Apple's APIs for macOS and iOS are simply better than those provided by either Microsoft (for Windows), Google (for Android), etc. Apple's APIs are, for the most part, very well-thought-out; their engineers have put together fantastic layers in the operating system and its UI components. The primary reason so many apps perform poorly on Apple platforms is because those apps were developed using 3rd party cross-platform tools (eg. Electron, or making an iOS app with webviews rather than native elements).

Developers who make efficient use of Apple's APIs, and who spend time to reduce their backend response time on remote API calls, will always produce an amazing product. The best example I can think of off the top of my head is the Apollo app for Reddit on iOS; it is coded with 100% native platform APIs, with no slow cross-platform garbage. It's such a breath of fresh air to witness.

1 comments

> the fact is that any app built properly with native MacOS/iOS APIs will be extremely fast

Nope, you’re reaching too far. Applications built using native frameworks will have a strong push to generally do it right, but nobody can save you from an O(n^2) loop. And even with native frameworks and engineers with access to the best resources, you can totally mess up: take macOS Catalina’s Activity Monitor app, which takes up approximately half a core updating a table view every second, which it managed to do previously with a mere fraction of the resource usage. You can’t fix everything.

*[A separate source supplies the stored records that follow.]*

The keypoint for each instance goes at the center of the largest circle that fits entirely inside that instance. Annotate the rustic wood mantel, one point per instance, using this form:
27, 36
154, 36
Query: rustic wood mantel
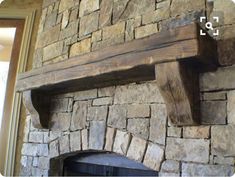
174, 58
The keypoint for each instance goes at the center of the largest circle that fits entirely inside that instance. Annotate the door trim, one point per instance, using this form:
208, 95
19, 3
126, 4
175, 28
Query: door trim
9, 154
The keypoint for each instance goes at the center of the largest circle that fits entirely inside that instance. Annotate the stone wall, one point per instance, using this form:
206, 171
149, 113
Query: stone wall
131, 119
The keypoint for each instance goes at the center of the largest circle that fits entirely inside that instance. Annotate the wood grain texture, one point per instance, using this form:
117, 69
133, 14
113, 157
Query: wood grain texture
178, 83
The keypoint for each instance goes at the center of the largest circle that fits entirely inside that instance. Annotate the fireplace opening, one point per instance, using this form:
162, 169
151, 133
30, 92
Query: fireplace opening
104, 164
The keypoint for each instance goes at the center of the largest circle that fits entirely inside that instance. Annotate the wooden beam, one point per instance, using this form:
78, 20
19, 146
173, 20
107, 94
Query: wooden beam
179, 85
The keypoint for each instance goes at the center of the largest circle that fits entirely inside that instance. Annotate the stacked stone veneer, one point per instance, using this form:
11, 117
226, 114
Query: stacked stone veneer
131, 119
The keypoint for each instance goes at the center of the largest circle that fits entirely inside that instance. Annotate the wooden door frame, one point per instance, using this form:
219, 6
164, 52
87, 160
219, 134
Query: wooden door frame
7, 154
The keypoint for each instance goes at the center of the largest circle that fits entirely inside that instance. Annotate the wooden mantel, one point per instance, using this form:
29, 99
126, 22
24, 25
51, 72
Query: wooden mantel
174, 58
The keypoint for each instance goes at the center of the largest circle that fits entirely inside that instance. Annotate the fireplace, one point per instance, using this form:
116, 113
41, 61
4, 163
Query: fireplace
103, 164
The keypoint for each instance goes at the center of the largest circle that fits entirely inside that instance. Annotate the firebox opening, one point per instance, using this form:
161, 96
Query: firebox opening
104, 164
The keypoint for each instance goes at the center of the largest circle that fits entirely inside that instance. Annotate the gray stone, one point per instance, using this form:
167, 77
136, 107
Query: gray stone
121, 142
59, 105
136, 149
139, 127
183, 6
206, 170
44, 163
213, 112
89, 24
75, 141
170, 166
196, 132
42, 150
230, 107
117, 116
131, 24
139, 110
172, 131
158, 123
224, 160
54, 149
107, 91
221, 79
64, 144
212, 96
29, 149
138, 93
88, 6
79, 115
97, 135
118, 8
65, 5
154, 156
109, 139
85, 95
70, 30
181, 149
60, 121
146, 30
222, 140
50, 20
106, 8
136, 7
53, 50
97, 113
102, 101
84, 133
36, 137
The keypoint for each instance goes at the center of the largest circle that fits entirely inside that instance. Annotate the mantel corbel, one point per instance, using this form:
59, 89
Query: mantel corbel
174, 58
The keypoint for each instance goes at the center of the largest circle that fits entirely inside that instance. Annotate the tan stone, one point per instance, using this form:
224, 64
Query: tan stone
183, 6
106, 8
88, 6
110, 134
136, 149
113, 31
230, 107
146, 30
65, 19
222, 140
196, 132
121, 142
139, 110
89, 24
65, 5
52, 51
48, 37
80, 48
96, 36
154, 156
181, 149
84, 135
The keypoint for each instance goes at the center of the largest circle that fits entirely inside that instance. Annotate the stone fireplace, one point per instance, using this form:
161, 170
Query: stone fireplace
129, 120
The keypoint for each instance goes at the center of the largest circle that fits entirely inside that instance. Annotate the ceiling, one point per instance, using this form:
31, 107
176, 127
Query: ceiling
6, 41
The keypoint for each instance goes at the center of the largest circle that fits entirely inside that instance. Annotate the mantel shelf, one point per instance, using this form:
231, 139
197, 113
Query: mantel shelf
174, 58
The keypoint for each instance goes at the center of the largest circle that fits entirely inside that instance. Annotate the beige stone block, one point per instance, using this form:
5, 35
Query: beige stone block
146, 30
110, 135
113, 31
153, 156
181, 149
136, 149
80, 48
88, 6
196, 132
121, 143
139, 110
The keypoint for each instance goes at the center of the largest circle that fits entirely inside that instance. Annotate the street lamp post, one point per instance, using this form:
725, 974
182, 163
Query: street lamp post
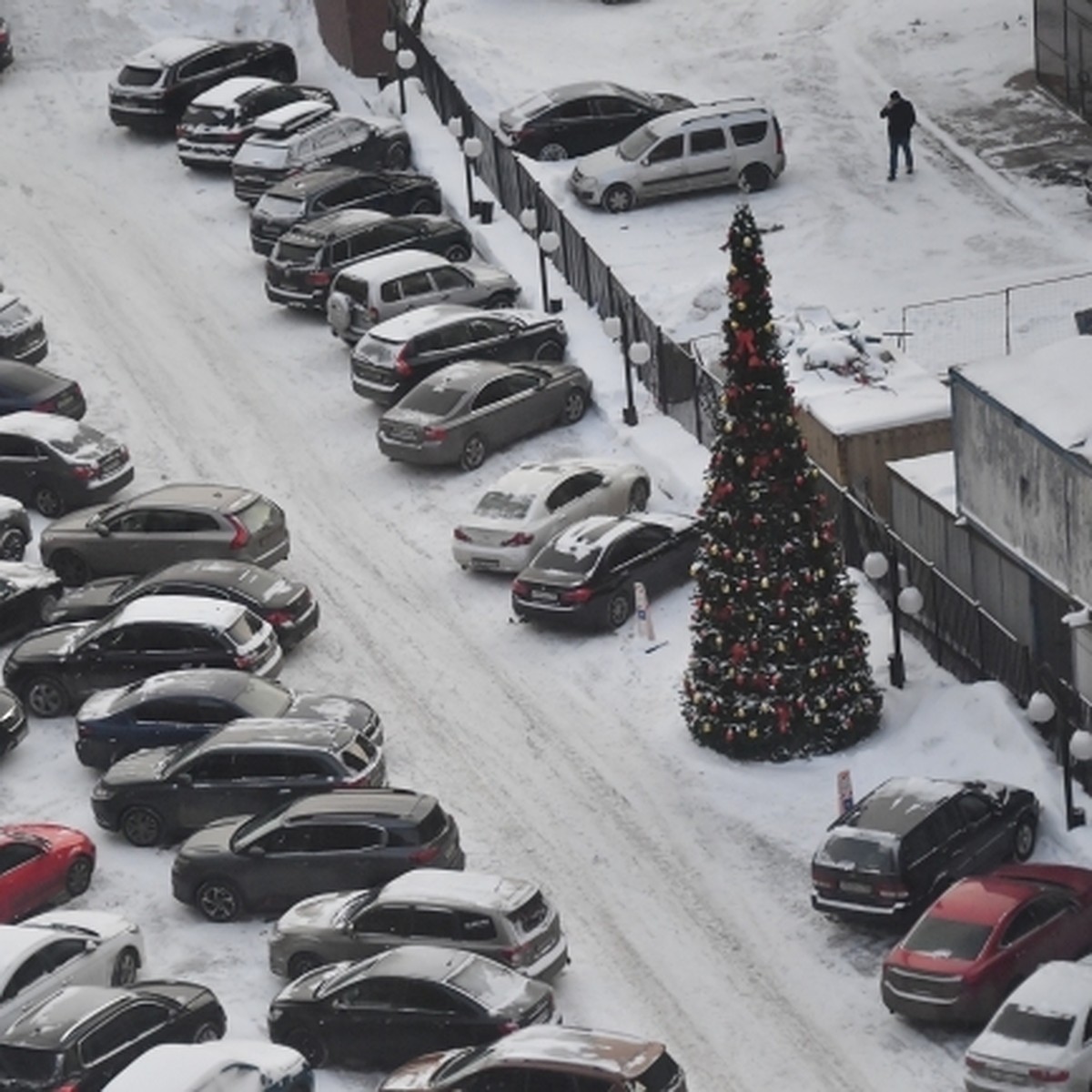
906, 601
1070, 746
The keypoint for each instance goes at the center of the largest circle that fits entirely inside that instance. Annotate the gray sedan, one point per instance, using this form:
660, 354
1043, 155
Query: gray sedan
461, 412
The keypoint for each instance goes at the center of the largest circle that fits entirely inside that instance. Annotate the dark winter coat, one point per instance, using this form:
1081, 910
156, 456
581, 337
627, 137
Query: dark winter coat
901, 118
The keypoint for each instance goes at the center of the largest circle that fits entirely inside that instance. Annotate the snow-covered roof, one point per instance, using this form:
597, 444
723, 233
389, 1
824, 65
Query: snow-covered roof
1040, 387
933, 475
191, 609
181, 1067
167, 53
228, 92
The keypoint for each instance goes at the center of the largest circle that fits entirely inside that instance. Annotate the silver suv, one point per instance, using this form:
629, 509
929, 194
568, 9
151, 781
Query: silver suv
735, 142
506, 920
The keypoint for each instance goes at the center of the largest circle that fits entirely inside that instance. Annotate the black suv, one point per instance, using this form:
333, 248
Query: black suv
154, 87
158, 794
314, 194
348, 838
82, 1036
895, 851
305, 260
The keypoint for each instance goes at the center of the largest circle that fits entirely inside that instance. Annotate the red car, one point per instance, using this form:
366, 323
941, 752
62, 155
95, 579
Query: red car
986, 935
42, 863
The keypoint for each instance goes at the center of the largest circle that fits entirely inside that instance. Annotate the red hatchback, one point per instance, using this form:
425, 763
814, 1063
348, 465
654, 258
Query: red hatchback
42, 863
986, 935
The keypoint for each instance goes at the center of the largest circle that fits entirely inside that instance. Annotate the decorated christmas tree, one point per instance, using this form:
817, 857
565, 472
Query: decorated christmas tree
779, 663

> The best example I can think of off the top of my head is the Apollo app for Reddit on iOS; it is coded with 100% native platform APIs, with no slow cross-platform garbage.

Apollo is not cross-platform, but it doesn’t always use native platform widgets as I have pointed out to Christian in the past. I don’t think this has had a major performance impact, especially since they aren’t in the most computationally expensive path, but those parts probably do not interact with the platform at the layer you think they do.

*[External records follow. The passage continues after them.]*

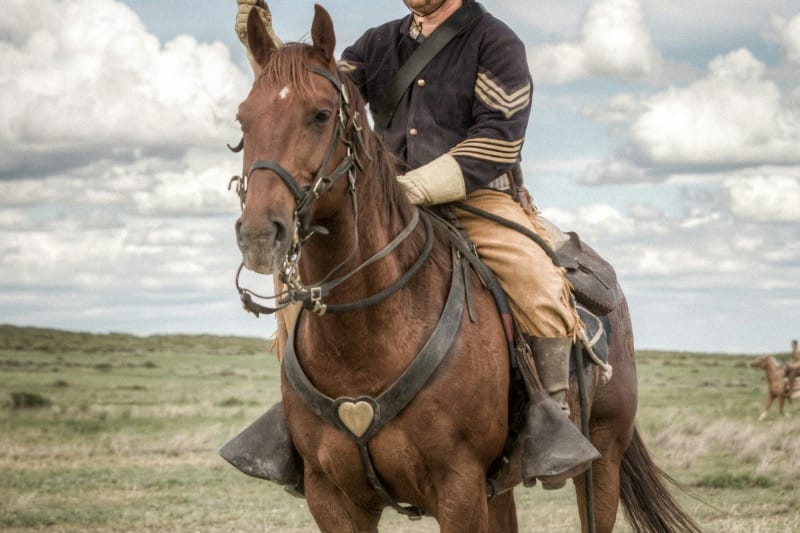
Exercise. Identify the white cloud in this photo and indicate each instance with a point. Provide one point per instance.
(614, 42)
(734, 115)
(86, 76)
(771, 197)
(789, 35)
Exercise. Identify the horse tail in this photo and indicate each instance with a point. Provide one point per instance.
(648, 504)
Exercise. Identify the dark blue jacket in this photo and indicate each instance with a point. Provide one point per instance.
(472, 100)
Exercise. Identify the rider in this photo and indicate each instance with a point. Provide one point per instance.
(459, 129)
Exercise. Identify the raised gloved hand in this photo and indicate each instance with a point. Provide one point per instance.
(245, 6)
(437, 182)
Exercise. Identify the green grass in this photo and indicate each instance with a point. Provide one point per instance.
(124, 430)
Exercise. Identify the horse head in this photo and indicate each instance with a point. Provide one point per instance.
(295, 149)
(764, 361)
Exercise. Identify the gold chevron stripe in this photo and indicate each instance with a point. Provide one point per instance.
(489, 149)
(486, 156)
(345, 66)
(491, 85)
(495, 96)
(497, 144)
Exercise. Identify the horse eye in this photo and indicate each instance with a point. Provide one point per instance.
(322, 116)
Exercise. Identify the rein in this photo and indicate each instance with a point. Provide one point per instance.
(312, 296)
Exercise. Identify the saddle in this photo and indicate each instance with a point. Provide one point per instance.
(593, 279)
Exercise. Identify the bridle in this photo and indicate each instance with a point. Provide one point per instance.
(349, 131)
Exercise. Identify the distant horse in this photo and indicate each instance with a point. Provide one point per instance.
(776, 383)
(321, 202)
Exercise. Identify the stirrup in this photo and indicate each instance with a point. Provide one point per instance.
(554, 450)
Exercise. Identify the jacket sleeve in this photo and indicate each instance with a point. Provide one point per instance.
(500, 112)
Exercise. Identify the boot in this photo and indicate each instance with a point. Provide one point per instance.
(264, 450)
(554, 450)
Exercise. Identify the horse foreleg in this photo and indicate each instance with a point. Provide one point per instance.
(333, 511)
(461, 500)
(503, 513)
(766, 408)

1. I did not mention Apple's own native apps as a perfect example. I have also noticed Activity Monitor as an imperfect sample. I'm not sure if it's a limitation of the APIs available, or if Apple engineers just fucked up. I 100% agree that Activity Monitor takes up far more resources than it should. Then again, monitoring every single process (plus thousands of threads!) running on an operating system is an intensive undertaking, so I'm not entirely sure who to blame, if anyone.

2. I will 100% defend Christian until the end of days. I respect the fact you at least know his name, assuming that you can in return understand that everything he does is amazing. Yes, some of what he does directly counteracts the weaknesses that are innate to the Apple platform (which should be called out against Apple). His most recent release, for example, offers a "Smart Rotation Lock", which swaps between portrait and landscape depending on whether a GIF or video is playing; something Apple should have built in from day one. Also, he had a volume bar in top-left corner on iPhone X and beyond before Apple even made that standard. IMO everything he does to break the "Apple philosophy" winds up getting adopted by Apple. Christian is that good.

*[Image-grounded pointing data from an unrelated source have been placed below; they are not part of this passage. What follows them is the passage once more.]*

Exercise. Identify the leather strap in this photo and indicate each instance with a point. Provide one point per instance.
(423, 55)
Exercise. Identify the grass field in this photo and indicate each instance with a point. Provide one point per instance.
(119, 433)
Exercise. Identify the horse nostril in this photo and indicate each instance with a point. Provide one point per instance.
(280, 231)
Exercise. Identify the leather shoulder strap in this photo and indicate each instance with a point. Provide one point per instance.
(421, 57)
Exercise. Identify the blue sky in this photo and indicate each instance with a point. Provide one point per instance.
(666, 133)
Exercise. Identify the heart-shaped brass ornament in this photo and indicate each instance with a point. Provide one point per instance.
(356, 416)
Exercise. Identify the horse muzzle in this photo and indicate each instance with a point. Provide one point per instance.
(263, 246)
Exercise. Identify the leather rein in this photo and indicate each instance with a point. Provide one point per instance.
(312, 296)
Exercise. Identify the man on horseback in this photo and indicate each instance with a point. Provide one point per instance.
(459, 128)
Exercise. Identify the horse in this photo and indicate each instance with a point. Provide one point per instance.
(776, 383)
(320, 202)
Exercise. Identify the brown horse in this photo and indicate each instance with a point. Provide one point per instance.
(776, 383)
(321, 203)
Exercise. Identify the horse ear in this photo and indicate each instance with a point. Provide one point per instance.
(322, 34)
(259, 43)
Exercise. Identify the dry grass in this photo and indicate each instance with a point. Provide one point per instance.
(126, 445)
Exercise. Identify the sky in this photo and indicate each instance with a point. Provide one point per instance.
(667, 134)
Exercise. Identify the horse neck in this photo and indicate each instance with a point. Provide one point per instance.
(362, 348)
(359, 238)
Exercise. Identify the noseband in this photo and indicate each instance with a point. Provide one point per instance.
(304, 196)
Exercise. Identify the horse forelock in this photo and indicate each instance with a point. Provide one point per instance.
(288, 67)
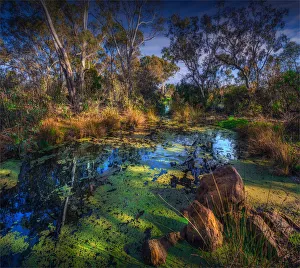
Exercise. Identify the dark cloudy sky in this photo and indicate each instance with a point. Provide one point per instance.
(200, 7)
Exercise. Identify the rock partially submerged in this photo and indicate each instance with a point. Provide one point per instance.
(222, 191)
(155, 250)
(221, 195)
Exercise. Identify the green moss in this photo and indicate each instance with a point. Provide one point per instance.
(9, 172)
(12, 243)
(113, 235)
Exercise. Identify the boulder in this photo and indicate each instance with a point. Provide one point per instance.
(155, 250)
(203, 230)
(222, 191)
(278, 224)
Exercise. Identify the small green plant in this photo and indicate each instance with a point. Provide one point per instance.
(233, 123)
(294, 239)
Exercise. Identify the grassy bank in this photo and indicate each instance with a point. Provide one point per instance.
(267, 140)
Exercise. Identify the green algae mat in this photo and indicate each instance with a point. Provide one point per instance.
(95, 203)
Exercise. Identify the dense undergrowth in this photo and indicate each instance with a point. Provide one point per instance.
(267, 139)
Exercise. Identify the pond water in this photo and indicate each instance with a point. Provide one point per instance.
(96, 203)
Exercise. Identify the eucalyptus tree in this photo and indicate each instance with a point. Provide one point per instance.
(193, 42)
(290, 57)
(128, 25)
(45, 38)
(247, 37)
(153, 74)
(73, 42)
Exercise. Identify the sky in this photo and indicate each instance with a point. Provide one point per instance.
(199, 8)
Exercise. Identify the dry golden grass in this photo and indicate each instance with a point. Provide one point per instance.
(110, 119)
(265, 140)
(152, 116)
(186, 113)
(133, 118)
(56, 130)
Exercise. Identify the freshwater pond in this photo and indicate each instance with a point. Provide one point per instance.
(95, 203)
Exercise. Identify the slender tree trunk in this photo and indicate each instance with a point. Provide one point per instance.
(63, 58)
(84, 46)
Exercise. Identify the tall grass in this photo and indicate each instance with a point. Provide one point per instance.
(133, 118)
(265, 139)
(244, 245)
(110, 119)
(58, 129)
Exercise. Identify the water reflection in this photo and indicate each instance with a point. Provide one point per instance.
(53, 190)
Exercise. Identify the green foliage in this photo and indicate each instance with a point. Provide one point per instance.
(233, 123)
(236, 99)
(12, 243)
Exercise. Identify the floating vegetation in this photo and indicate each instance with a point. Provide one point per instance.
(93, 203)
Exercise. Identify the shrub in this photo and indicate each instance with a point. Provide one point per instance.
(266, 139)
(50, 132)
(133, 118)
(110, 119)
(152, 116)
(236, 99)
(233, 123)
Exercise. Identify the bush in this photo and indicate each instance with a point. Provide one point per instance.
(186, 113)
(50, 133)
(110, 119)
(152, 116)
(266, 139)
(133, 118)
(236, 99)
(233, 123)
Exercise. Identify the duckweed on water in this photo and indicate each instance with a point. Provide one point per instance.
(9, 172)
(93, 203)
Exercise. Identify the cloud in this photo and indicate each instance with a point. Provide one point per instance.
(154, 46)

3. Everything I said above, whether already existing at Apple or pushed towards the future, is already better than Windows or Linux. MacOS and iOS are positioned to take over the future of computing, minus one mother-fucking aspect (fuck you, Apple): gaming. Even if Metal is technically superior, vendor-lock at Apple makes Metal worthless vs. DirectX and OpenGL. This is the only thing I am willing to abdicate… Apple+MacOS+iOS needs to figure out how to play nice with cross-platform gaming.